Maggie tidak lantas mengubah penampilannya secara keseluruhan. Hobson masih menampilkan pendekatan yang sama tentang penggambaran mengenai sebuah dunia yang sedang berada di bawah ancaman para mayat hidup seperti jalanan yang terasa begitu sepi atau mayat hidup yang berusaha menyerang para manusia yang masih sehat atau penggambaran mengenai karakteristik mayat hidup yang memiliki penciuman tajam dan kulit yang terlihat membusuk. Namun drama yang terbentuk antara karakter-karakter dalam jalan cerita film inilah yang menjadi fokus utama Maggie. Sayangnya, meskipun menawarkan premis yang benar-benar menarik, Hobson seringkali terasa kurang mampu mengembangkan potensi drama yang sebenarnya telah ada dalam naskah cerita garapan Scott III. Meskipun diarahkan sebagai sebuah drama yang intim, keintiman antara setiap karakter terasa kurang mampu terikat baik satu sama lain akibat pengarahan cerita yang berjalan terlalu lamban. Pengembangan karakter juga terasa begitu minim sehingga berbagai konflik yang muncul, baik antara maupun intern setiap karakter, seringkali memiliki jarak yang membuat para penontonnya sukar menjalin hubungan emosional yang lebih kuat.

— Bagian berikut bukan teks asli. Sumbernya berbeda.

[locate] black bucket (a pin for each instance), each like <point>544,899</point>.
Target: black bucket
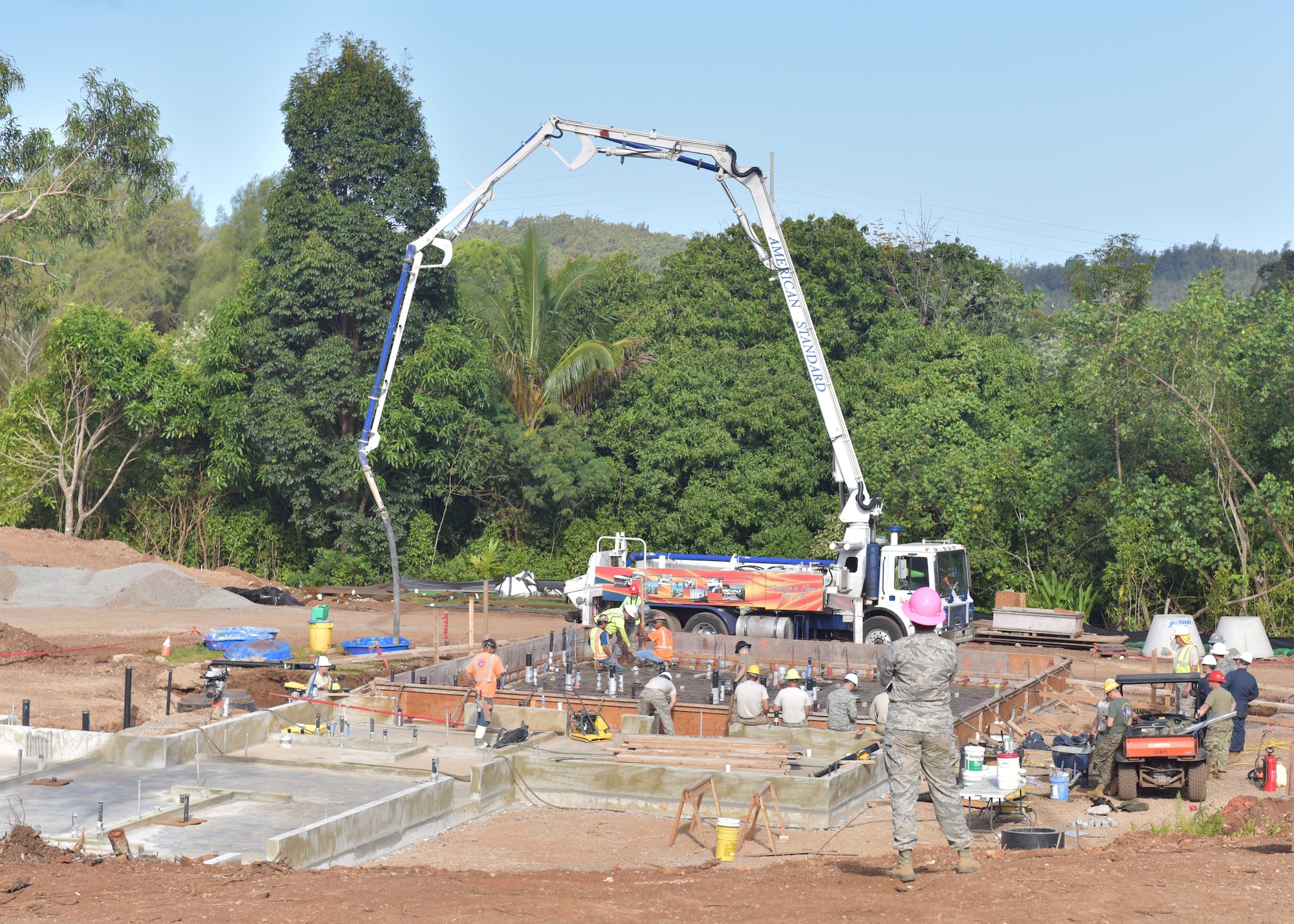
<point>1032,839</point>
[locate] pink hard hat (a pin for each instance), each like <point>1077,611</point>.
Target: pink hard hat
<point>925,608</point>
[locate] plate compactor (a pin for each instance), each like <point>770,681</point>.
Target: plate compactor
<point>586,725</point>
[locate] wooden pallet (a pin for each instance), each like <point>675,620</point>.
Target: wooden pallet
<point>705,754</point>
<point>984,632</point>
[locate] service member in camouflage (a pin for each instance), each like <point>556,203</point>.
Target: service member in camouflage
<point>1218,737</point>
<point>919,740</point>
<point>1111,729</point>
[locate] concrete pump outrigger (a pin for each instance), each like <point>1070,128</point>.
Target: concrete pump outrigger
<point>860,512</point>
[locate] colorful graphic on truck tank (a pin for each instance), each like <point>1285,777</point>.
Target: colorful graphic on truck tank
<point>756,589</point>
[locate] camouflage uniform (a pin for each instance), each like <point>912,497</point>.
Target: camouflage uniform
<point>1218,736</point>
<point>842,711</point>
<point>919,740</point>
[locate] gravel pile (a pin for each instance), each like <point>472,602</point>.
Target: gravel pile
<point>146,586</point>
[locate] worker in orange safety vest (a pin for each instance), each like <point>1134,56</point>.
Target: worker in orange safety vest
<point>663,644</point>
<point>486,670</point>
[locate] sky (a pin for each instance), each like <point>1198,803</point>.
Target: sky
<point>1031,131</point>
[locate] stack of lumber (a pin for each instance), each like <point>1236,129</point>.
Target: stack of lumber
<point>705,754</point>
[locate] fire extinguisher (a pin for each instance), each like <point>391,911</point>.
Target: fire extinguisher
<point>1270,771</point>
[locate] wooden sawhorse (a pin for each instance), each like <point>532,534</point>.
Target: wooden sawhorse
<point>693,797</point>
<point>752,817</point>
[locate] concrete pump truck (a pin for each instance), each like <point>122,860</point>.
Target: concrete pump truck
<point>859,596</point>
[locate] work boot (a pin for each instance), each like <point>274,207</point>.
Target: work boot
<point>904,873</point>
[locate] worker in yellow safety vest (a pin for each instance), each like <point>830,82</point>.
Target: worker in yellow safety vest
<point>1186,661</point>
<point>663,644</point>
<point>600,644</point>
<point>617,627</point>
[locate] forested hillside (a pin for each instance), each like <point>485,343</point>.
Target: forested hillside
<point>588,236</point>
<point>593,379</point>
<point>1174,271</point>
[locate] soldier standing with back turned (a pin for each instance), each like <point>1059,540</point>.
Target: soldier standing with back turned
<point>919,740</point>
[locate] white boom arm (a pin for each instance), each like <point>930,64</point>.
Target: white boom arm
<point>859,509</point>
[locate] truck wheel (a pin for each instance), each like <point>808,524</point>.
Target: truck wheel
<point>1128,781</point>
<point>707,624</point>
<point>882,631</point>
<point>1198,784</point>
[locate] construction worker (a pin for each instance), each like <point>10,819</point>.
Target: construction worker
<point>1226,663</point>
<point>1111,732</point>
<point>663,644</point>
<point>485,671</point>
<point>1243,687</point>
<point>750,699</point>
<point>793,703</point>
<point>600,644</point>
<point>745,659</point>
<point>843,706</point>
<point>659,698</point>
<point>879,710</point>
<point>1186,661</point>
<point>919,740</point>
<point>320,681</point>
<point>617,627</point>
<point>1218,737</point>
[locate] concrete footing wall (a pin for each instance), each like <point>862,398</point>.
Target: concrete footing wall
<point>369,830</point>
<point>807,802</point>
<point>161,751</point>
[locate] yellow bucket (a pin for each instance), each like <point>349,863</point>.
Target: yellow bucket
<point>322,637</point>
<point>728,833</point>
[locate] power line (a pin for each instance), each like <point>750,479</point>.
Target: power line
<point>971,212</point>
<point>980,237</point>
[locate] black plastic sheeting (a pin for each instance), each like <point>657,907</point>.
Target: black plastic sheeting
<point>465,587</point>
<point>267,596</point>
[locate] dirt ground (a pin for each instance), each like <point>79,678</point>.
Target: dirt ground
<point>1139,877</point>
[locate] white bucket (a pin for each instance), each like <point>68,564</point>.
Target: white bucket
<point>972,764</point>
<point>1009,772</point>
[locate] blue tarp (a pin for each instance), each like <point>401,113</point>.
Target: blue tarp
<point>359,646</point>
<point>266,649</point>
<point>221,639</point>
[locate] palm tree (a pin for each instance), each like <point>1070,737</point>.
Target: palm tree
<point>545,350</point>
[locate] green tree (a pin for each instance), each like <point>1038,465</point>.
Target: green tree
<point>144,271</point>
<point>107,165</point>
<point>547,353</point>
<point>292,359</point>
<point>221,258</point>
<point>69,434</point>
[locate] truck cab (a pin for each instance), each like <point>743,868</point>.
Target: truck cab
<point>857,597</point>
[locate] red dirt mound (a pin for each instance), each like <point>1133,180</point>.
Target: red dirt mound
<point>1251,815</point>
<point>20,640</point>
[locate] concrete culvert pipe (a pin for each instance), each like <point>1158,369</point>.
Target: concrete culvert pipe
<point>1032,839</point>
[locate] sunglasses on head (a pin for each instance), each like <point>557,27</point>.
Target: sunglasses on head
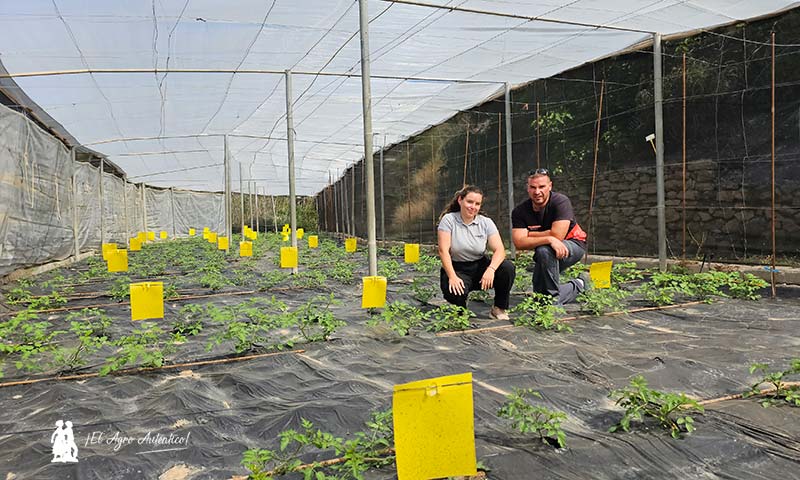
<point>539,171</point>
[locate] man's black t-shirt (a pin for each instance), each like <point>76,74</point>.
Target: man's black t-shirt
<point>558,207</point>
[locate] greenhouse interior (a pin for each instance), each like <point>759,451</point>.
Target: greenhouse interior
<point>400,239</point>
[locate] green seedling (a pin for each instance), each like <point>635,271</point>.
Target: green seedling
<point>449,317</point>
<point>781,391</point>
<point>527,418</point>
<point>672,411</point>
<point>537,311</point>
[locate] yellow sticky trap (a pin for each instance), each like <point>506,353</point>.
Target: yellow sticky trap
<point>601,274</point>
<point>411,253</point>
<point>288,257</point>
<point>373,294</point>
<point>108,247</point>
<point>147,300</point>
<point>118,261</point>
<point>434,431</point>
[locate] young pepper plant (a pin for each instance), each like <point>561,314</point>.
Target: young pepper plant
<point>671,410</point>
<point>782,391</point>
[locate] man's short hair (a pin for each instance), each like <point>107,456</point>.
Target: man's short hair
<point>539,172</point>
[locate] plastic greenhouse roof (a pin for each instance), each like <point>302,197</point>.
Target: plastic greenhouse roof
<point>164,128</point>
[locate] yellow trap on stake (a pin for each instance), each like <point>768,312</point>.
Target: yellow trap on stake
<point>411,253</point>
<point>601,274</point>
<point>288,257</point>
<point>108,247</point>
<point>434,430</point>
<point>118,261</point>
<point>147,300</point>
<point>223,243</point>
<point>373,294</point>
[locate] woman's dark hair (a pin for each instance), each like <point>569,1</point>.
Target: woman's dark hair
<point>453,206</point>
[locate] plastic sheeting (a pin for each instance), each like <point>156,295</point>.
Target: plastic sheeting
<point>311,36</point>
<point>36,201</point>
<point>35,194</point>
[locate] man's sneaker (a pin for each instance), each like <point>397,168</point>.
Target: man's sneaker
<point>498,313</point>
<point>585,280</point>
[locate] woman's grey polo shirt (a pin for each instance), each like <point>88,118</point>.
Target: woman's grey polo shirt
<point>467,241</point>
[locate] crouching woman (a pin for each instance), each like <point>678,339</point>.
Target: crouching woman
<point>464,235</point>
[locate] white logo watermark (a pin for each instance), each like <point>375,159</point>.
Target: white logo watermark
<point>66,451</point>
<point>156,442</point>
<point>63,440</point>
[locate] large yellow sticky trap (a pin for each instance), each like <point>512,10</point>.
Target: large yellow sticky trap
<point>108,247</point>
<point>374,292</point>
<point>434,431</point>
<point>411,253</point>
<point>147,300</point>
<point>288,257</point>
<point>601,274</point>
<point>118,261</point>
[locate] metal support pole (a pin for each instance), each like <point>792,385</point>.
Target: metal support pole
<point>76,248</point>
<point>257,210</point>
<point>125,209</point>
<point>101,199</point>
<point>274,214</point>
<point>241,198</point>
<point>144,208</point>
<point>383,195</point>
<point>352,202</point>
<point>509,168</point>
<point>172,208</point>
<point>335,196</point>
<point>250,197</point>
<point>366,105</point>
<point>290,149</point>
<point>227,179</point>
<point>659,115</point>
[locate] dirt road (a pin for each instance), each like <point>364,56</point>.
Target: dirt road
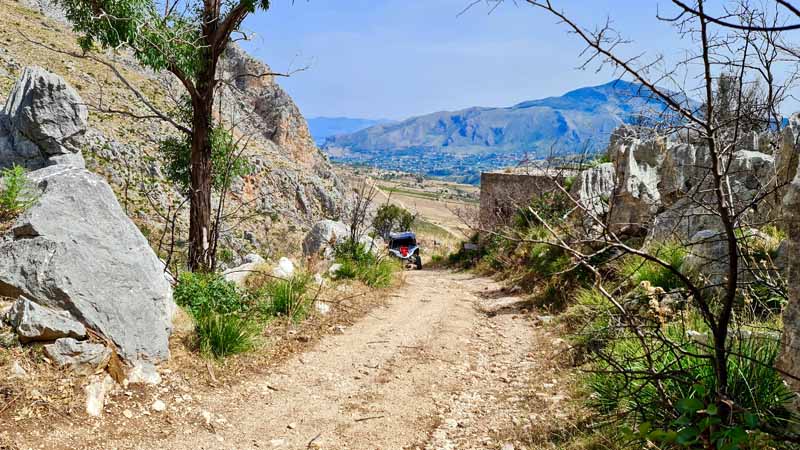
<point>431,370</point>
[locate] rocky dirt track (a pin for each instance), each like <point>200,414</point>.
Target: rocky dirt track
<point>449,363</point>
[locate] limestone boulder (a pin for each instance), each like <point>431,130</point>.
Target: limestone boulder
<point>240,273</point>
<point>81,356</point>
<point>637,163</point>
<point>789,359</point>
<point>34,322</point>
<point>43,121</point>
<point>594,187</point>
<point>323,237</point>
<point>75,250</point>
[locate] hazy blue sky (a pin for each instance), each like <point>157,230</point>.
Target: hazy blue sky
<point>397,58</point>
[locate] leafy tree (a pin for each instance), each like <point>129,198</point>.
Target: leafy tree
<point>176,151</point>
<point>186,39</point>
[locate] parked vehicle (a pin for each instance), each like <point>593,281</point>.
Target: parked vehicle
<point>404,247</point>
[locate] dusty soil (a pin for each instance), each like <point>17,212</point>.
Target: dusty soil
<point>450,362</point>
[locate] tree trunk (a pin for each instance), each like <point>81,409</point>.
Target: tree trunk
<point>201,171</point>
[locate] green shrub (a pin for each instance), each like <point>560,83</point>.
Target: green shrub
<point>357,262</point>
<point>687,416</point>
<point>390,217</point>
<point>552,207</point>
<point>198,292</point>
<point>638,269</point>
<point>220,335</point>
<point>16,193</point>
<point>288,298</point>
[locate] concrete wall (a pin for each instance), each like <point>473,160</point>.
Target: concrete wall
<point>502,194</point>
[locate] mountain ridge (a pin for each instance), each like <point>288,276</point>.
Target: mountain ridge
<point>458,144</point>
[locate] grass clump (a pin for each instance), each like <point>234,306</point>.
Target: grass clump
<point>359,263</point>
<point>287,298</point>
<point>222,325</point>
<point>198,292</point>
<point>222,335</point>
<point>16,193</point>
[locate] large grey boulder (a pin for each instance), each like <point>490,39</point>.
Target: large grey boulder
<point>78,355</point>
<point>637,162</point>
<point>593,188</point>
<point>239,274</point>
<point>75,250</point>
<point>789,359</point>
<point>323,237</point>
<point>43,121</point>
<point>34,322</point>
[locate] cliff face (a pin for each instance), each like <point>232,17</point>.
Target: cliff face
<point>290,186</point>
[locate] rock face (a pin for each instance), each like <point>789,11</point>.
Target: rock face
<point>43,121</point>
<point>83,356</point>
<point>594,187</point>
<point>663,183</point>
<point>325,235</point>
<point>34,322</point>
<point>322,238</point>
<point>636,197</point>
<point>75,251</point>
<point>239,274</point>
<point>789,359</point>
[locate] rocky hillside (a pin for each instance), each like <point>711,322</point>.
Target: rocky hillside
<point>290,185</point>
<point>463,143</point>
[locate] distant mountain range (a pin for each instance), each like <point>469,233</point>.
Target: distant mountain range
<point>458,145</point>
<point>324,127</point>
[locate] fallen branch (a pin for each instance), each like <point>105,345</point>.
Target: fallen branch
<point>364,419</point>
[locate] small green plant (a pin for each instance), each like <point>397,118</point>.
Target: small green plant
<point>198,292</point>
<point>639,270</point>
<point>358,262</point>
<point>390,217</point>
<point>679,411</point>
<point>219,311</point>
<point>288,298</point>
<point>221,335</point>
<point>16,193</point>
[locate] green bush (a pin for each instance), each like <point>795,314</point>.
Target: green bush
<point>687,417</point>
<point>220,335</point>
<point>637,269</point>
<point>198,292</point>
<point>220,313</point>
<point>16,193</point>
<point>288,298</point>
<point>357,262</point>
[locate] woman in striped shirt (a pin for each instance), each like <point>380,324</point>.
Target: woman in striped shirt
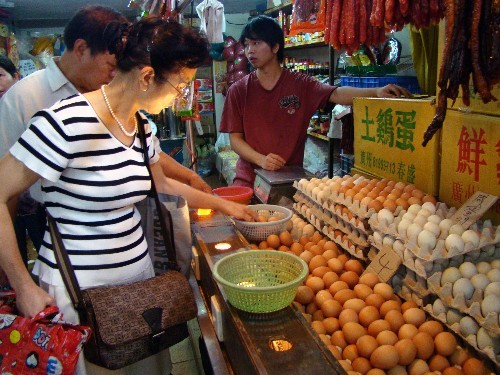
<point>87,152</point>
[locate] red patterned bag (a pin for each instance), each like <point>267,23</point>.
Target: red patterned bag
<point>42,345</point>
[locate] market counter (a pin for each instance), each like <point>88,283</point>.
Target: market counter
<point>275,343</point>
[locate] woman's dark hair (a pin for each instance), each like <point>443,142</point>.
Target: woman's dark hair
<point>266,29</point>
<point>89,24</point>
<point>8,65</point>
<point>166,46</point>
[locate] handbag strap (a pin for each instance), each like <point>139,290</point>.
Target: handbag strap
<point>65,267</point>
<point>164,215</point>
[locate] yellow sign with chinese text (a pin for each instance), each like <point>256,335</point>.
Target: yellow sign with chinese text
<point>471,159</point>
<point>388,135</point>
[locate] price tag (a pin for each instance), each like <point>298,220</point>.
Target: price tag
<point>474,208</point>
<point>385,264</point>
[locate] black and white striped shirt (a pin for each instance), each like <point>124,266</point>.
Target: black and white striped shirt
<point>90,183</point>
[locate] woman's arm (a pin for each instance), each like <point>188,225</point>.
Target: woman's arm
<point>199,199</point>
<point>16,178</point>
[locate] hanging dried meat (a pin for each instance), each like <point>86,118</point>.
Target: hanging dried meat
<point>466,54</point>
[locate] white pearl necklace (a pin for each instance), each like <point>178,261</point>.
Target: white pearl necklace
<point>120,125</point>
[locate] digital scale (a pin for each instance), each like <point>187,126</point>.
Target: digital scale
<point>271,186</point>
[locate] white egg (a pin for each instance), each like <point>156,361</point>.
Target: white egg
<point>403,227</point>
<point>456,229</point>
<point>453,316</point>
<point>492,289</point>
<point>490,304</point>
<point>464,286</point>
<point>480,281</point>
<point>468,269</point>
<point>483,267</point>
<point>420,220</point>
<point>408,216</point>
<point>426,240</point>
<point>432,227</point>
<point>472,237</point>
<point>494,275</point>
<point>454,242</point>
<point>450,275</point>
<point>438,307</point>
<point>413,231</point>
<point>468,326</point>
<point>385,216</point>
<point>445,226</point>
<point>434,219</point>
<point>484,339</point>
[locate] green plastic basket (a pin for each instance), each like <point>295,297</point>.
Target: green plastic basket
<point>260,281</point>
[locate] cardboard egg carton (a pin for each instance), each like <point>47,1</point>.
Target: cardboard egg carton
<point>470,306</point>
<point>470,339</point>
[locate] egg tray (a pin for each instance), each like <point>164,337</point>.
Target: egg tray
<point>470,306</point>
<point>471,340</point>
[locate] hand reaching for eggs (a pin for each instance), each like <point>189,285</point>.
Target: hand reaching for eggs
<point>272,162</point>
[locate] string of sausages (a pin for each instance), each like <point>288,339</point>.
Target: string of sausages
<point>350,23</point>
<point>467,54</point>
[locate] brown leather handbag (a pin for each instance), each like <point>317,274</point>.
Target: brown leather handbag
<point>131,321</point>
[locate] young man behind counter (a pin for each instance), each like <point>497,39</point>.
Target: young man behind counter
<point>267,112</point>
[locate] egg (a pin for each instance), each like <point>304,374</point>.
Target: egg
<point>384,357</point>
<point>445,343</point>
<point>467,269</point>
<point>414,316</point>
<point>464,286</point>
<point>425,345</point>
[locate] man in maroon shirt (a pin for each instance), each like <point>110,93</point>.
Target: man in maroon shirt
<point>268,111</point>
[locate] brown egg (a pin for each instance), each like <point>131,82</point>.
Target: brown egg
<point>361,365</point>
<point>432,327</point>
<point>315,283</point>
<point>304,295</point>
<point>425,345</point>
<point>350,352</point>
<point>366,345</point>
<point>322,296</point>
<point>414,316</point>
<point>407,351</point>
<point>387,338</point>
<point>438,363</point>
<point>368,315</point>
<point>331,325</point>
<point>338,339</point>
<point>343,295</point>
<point>331,308</point>
<point>378,326</point>
<point>445,343</point>
<point>370,279</point>
<point>389,306</point>
<point>408,305</point>
<point>353,331</point>
<point>362,291</point>
<point>407,331</point>
<point>355,304</point>
<point>395,319</point>
<point>474,366</point>
<point>348,316</point>
<point>338,286</point>
<point>375,300</point>
<point>351,278</point>
<point>384,357</point>
<point>383,289</point>
<point>354,266</point>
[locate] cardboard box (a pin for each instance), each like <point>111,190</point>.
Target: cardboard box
<point>471,159</point>
<point>476,104</point>
<point>388,136</point>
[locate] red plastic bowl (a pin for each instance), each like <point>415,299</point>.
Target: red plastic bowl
<point>240,194</point>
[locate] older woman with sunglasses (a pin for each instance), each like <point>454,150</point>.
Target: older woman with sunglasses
<point>87,153</point>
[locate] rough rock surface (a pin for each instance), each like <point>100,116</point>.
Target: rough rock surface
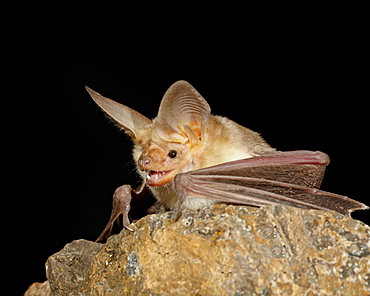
<point>222,250</point>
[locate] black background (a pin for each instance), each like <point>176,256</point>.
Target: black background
<point>300,87</point>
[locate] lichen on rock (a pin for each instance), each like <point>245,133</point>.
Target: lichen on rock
<point>224,250</point>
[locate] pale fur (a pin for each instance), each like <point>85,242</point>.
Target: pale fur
<point>222,140</point>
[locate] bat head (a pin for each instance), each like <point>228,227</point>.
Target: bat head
<point>165,144</point>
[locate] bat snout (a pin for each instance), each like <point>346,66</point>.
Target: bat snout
<point>144,162</point>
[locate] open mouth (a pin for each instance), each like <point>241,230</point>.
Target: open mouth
<point>159,178</point>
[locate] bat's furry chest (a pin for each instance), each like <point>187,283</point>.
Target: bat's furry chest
<point>167,195</point>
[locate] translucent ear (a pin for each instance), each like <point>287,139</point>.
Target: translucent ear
<point>182,114</point>
<point>130,120</point>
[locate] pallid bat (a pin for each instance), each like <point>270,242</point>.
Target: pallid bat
<point>189,158</point>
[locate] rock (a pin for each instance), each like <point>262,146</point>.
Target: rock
<point>222,250</point>
<point>39,289</point>
<point>68,269</point>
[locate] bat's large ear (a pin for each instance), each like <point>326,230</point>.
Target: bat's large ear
<point>182,114</point>
<point>130,120</point>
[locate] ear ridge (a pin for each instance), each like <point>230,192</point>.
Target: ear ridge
<point>182,105</point>
<point>130,120</point>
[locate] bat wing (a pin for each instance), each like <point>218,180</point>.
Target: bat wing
<point>289,178</point>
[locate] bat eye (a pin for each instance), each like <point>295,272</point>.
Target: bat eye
<point>172,154</point>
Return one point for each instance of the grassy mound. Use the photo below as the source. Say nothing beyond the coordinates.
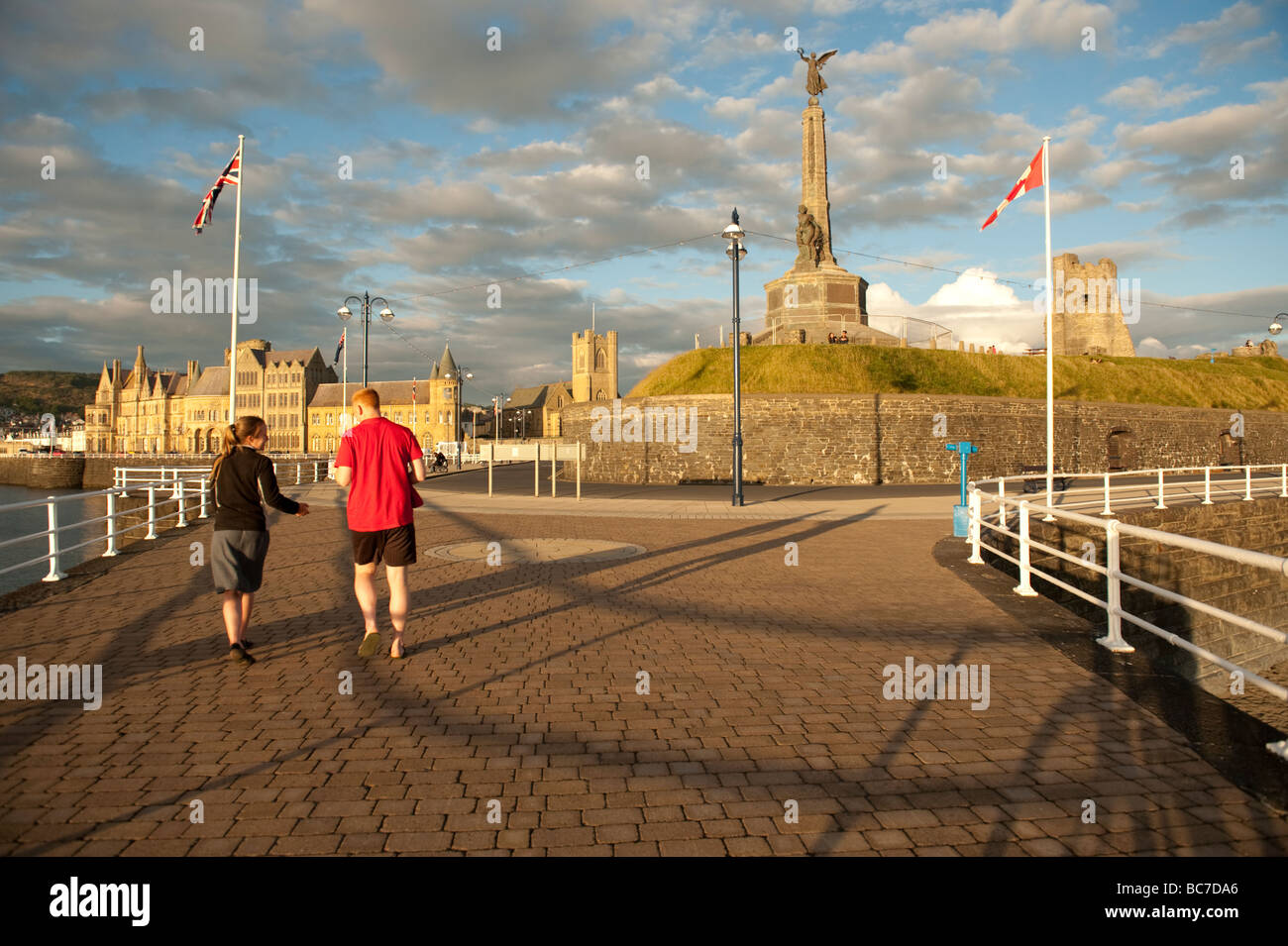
(1237, 383)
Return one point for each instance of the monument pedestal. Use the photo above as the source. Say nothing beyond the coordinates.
(818, 301)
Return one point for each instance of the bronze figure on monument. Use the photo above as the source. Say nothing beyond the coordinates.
(814, 82)
(809, 239)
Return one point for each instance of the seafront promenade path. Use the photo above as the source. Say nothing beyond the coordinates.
(520, 721)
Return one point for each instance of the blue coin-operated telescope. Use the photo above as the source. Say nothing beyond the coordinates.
(961, 512)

Terlepas dari beberapa kelemahan tersebut, Maggie hadir dengan kekuatan yang sangat solid dari penampilan akting para pemerannya. Schwarzenegger yang jelas lebih dikenal sebagai seorang bintang film-film aksi mampu menampilkan dengan baik sisi drama dan sensitifnya sebagai seorang ayah yang akan kehilangan puterinya. Breslin juga bermain baik. Ia mampu menghadirkan pergolakan sosok manusia yang sedang menghadapi kematiannya dengan begitu meyakinkan. Chemistry yang ia jalin dengan Schwarzenegger juga berjalan cukup mulus. Hobson sendiri menyajikan Maggie dalam tempo penceritaan dan atmosfer yang terasa kelam. Taktik tersebut cukup berhasil pada kebanyakan bagian meskipun tidak seluruhnya mampu membuat film ini terasa lebih mengikat. Dan sejujurnya, hal itulah yang membuat Maggie tidak terasa lebih istimewa. Ia mampu tampil dengan sentuhan cerita yang segar namun gagal untuk menyajikan kesegaran tersebut sebagai sebuah faktor yang menonjol bagi pengisahannya.